Prime Minister David Cameron has raised the prospect of introducing laws to force store groups to slash the number of plastic bags they distribute.

Unless retailers address the issue voluntarily, legislation is on the cards he warned.

Cameron lauded the efforts of some retailers to reduce plastic bag use, which have resulted in far fewer single-use bags being issued in recent years, the Evening Standard reported.

But he warned it was “unacceptable” that the number rose in 2010.

He said: “I am very concerned about the use of single use carrier bags and the effect that they have on the environment.

“The number of bags being used had fallen considerably, partly thanks to public pressure, and due to the efforts of many major retailers.

“Companies like Marks & Spencer have considerably reduced the use of bags by charging and then donating the money raised to charity - £4m has already gone to good causes since they started charging in 2008 and they are doing more to clean up beaches over the next few years.

“But progress overall went backwards last year.
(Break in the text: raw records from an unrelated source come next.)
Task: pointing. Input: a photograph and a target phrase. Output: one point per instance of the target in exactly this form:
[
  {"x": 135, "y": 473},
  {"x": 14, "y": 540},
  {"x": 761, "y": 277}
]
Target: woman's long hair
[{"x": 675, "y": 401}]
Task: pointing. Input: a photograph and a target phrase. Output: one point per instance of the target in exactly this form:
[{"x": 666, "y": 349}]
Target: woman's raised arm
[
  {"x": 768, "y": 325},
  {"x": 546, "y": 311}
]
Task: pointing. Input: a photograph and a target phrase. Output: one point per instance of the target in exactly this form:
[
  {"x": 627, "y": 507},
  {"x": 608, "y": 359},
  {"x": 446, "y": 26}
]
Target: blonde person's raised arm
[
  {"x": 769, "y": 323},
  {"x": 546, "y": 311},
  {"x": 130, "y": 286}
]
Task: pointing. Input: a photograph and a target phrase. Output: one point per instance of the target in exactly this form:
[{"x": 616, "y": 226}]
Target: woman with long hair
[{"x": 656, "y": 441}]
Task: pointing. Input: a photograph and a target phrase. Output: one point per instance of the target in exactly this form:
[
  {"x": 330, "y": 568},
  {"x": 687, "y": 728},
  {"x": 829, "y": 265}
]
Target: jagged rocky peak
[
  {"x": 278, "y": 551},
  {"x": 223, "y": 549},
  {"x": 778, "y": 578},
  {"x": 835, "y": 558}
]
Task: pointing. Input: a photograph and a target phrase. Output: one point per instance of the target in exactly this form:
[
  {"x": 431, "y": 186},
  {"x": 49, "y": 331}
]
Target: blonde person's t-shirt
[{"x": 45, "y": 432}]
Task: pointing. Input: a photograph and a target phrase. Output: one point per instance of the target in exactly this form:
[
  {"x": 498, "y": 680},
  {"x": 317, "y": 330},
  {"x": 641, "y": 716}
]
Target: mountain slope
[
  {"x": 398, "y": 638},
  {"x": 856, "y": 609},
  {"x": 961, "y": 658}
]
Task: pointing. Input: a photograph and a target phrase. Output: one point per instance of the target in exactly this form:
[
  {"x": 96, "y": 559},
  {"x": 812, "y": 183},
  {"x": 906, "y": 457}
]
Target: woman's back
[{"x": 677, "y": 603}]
That’s unacceptable and we need to do better. I want to see the numbers going in the right direction again.

“I know that retailers want to do better too but if they don’t I will be asking them to explain why not.

“They also need to know that the Government has options at its disposal - including legislating as other countries have done. We will continue to look carefully at all options in order to make sure that we further reduce the use of single use plastic bags.”

From the start of next month, retailers in Wales will have to charge 5p on plastic bags.